Final exam crucial step in student’s academic career: UGC tells SC
New Delhi: The UGC has told the Supreme Court that final examination is a “crucial step” in the academic career of a student and the state government cannot say that its July 6 directive, asking universities and colleges to conduct final year examinations by September 30 amid the COVID-19 pandemic, was “not binding”.
The University Grants Commission (UGC) said the July 6 guidelines are based on the recommendations of experts and have been made after due deliberation and it is wrong to claim that it will not be possible to conduct the final examinations in terms of the guidelines.
“That apart, the state govt (Maharashtra) avers that the next academic session must begin in the interest of students, while, at the same time, contending that the final examinations should be cancelled and degrees can be awarded without such examinations even though such a step would irreparably damage the future of students. Such contentions by the state govt are clearly therefore meritless,” the UGC said in its reply to the affidavit filed by Maharashtra earlier.
The UGC has also filed its reply to the affidavit filed by Delhi government in the top court.
On August 10, the UGC had questioned the decisions of Delhi and Maharashtra governments to cancel final year exams of state universities amid the COVID-19 pandemic, saying they were against the rules.
In its reply to Maharashtra’s affidavit, the UGC has said that it is “entirely wrong” to say that its revised guidelines of July 6 are “not binding on the state government and its universities”.
The commission said that it had already filed a common counter affidavit earlier on the batch of petitions which have challenged the July 6 directive to all the universities and colleges to conduct final year examinations by September 30 amid the pandemic.
“In its common counter affidavit, the UGC has already emphasized and justified the need for conducting final examinations, be it in the form of program-ending terminal semester examination or final annual examination, because it is a crucial step in the academic career of a student,” it said while responding to Maharashtra’s affidavit.
It said the guidelines provides sufficient flexibility to the universities or institutions for conducting the final year or terminal semester examinations and it had duly consulted the stakeholders before issuing it.
It claimed that Maharashtra’s affidavit is “contradictory to its own claim that the prevailing circumstances are allegedly such that universities/institutions cannot function even to hold final examinations. Needless to say, those alleged circumstances should then prevent even the commencement of the next academic session.”
In its reply to the affidavit filed by Delhi government, the UGC has said that it has taken the policy decision to conduct final year or terminal semester examinations in the interest of students across the country after duly considering the prevailing situation of a pandemic.

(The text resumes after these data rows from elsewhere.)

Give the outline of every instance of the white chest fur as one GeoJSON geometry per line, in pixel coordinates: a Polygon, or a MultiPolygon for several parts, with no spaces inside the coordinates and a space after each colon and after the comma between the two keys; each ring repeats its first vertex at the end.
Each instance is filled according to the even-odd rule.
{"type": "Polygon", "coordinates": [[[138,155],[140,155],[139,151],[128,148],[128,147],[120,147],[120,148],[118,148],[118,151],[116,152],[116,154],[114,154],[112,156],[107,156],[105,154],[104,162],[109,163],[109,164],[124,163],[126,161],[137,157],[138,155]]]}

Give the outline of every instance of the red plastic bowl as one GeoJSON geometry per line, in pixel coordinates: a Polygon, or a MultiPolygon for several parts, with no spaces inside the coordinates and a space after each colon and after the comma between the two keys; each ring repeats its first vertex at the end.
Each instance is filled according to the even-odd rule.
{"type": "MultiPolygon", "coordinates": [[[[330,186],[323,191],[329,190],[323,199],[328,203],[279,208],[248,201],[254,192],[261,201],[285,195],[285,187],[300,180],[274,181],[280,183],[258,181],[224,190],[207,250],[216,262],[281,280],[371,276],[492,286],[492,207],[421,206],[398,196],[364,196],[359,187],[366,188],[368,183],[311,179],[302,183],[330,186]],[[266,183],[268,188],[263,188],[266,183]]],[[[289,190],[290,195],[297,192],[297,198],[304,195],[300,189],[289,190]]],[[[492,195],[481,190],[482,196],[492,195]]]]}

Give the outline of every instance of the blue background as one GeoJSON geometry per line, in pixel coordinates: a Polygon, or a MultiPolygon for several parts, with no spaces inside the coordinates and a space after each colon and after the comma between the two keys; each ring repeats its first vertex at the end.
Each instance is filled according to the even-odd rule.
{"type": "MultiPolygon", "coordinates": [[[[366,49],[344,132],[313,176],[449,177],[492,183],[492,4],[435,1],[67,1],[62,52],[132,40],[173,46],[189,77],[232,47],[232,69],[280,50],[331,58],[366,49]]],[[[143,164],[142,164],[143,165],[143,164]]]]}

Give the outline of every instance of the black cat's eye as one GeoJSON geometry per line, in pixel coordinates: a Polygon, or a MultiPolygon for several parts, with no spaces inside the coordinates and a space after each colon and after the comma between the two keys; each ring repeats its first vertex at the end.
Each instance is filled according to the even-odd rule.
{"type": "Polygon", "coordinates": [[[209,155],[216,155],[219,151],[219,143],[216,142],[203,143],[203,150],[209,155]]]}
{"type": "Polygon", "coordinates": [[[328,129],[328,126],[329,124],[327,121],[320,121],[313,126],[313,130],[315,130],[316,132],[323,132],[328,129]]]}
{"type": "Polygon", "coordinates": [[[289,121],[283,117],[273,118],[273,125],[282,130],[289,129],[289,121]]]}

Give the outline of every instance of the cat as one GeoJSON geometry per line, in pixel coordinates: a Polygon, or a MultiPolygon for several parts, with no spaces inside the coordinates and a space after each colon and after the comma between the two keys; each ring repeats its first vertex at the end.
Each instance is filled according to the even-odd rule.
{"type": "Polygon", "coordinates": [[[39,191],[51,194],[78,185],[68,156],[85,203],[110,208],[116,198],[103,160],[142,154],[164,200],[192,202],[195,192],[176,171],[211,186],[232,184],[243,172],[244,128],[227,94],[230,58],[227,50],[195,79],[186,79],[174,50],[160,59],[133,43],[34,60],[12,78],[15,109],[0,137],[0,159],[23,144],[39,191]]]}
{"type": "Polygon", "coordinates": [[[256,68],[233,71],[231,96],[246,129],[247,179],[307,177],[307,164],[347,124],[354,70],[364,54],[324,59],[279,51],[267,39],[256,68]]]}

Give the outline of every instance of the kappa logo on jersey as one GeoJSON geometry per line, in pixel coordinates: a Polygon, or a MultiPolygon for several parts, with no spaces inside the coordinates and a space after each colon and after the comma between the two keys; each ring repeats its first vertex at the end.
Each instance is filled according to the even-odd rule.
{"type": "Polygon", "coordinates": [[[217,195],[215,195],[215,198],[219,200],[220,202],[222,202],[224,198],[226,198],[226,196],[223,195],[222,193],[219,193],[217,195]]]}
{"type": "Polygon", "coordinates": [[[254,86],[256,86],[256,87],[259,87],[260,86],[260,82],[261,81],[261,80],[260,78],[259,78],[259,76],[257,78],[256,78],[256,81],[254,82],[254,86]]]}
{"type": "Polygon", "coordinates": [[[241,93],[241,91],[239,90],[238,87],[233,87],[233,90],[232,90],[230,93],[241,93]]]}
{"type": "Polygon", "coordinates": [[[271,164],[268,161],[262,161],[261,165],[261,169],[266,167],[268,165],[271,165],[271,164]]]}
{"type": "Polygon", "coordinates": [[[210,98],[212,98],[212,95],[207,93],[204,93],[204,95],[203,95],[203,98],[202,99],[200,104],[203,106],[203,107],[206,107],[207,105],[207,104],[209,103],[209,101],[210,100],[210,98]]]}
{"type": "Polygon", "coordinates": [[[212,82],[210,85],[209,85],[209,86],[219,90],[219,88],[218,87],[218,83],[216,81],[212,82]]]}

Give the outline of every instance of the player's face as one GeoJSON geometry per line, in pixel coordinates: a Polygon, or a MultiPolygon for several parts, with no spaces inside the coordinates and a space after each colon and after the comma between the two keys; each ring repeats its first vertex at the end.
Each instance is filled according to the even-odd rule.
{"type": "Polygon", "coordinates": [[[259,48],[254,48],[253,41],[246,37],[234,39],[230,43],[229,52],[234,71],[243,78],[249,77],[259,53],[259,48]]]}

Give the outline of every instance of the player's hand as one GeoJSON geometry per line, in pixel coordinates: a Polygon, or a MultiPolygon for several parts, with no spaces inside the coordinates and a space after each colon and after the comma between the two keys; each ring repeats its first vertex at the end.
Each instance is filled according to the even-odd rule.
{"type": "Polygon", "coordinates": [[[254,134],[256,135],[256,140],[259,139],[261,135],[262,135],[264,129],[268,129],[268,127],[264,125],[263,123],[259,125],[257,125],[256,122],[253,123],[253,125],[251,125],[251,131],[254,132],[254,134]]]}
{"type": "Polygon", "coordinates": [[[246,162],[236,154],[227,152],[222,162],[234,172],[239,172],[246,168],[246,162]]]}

Solicitor General Tushar Mehta had on August 10 told the apex court that states cannot change the rules of the commission as only the UGC is empowered to prescribe rules for conferring degree.

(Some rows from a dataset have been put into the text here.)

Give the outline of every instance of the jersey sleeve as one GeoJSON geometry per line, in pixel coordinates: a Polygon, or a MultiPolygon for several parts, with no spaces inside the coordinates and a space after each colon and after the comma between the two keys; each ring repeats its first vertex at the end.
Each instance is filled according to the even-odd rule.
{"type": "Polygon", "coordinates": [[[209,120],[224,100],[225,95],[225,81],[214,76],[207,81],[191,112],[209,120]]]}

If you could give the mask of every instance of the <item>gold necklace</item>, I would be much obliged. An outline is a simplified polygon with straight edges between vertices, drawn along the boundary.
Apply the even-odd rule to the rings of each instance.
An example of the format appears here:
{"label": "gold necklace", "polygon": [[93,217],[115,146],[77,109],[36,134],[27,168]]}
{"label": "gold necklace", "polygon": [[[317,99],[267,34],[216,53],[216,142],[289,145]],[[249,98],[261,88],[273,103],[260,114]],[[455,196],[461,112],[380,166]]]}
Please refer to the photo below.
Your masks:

Mehta had argued that not conducting exams will not be in the interest of students and degrees may not be recognized if the states would act unilaterally. Advocate Alakh Alok Srivastava, appearing for some of the petitioners, had claimed that the July 6 guideline for holding exams are neither legal or constitutionally valid.
The solicitor general had informed the bench that out of over 800 universities in the country, 209 have completed the examinations while around 390 universities are in the process of conducting exams.
The UGC had earlier filed an affidavit in the apex court and justified its decision directing all universities and institutions to hold final year/semester examinations in September saying it was done to protect the academic future of students across the country.
The UGC had said that in June this year, considering the evolving situation of the COVID-19 pandemic, it requested the expert committee to revisit the April 29 guidelines, by which it had asked the universities and institutions to hold final year examinations in July 2020.
The expert committee submitted a report recommending that terminal semester/final year examinations should be conducted by universities/ institutions by the end of September, 2020 in offline (pen & paper)/ online/ blended (online + offline) mode, the UGC had said.
It added that this report of the expert committee was deliberated and approved by the UGC in its emergent meeting held on July 6, since the conduct of the final year/terminal examination is a time-sensitive issue.
Assailing the decisions of some states like Maharashtra and Delhi of cancelling the final year examinations, the commission had said that such decisions directly affect the standards of higher education and will be an encroachment on the legislative field of coordinating and determining the standards of higher education that is exclusively reserved for Parliament under Schedule VII of the Constitution.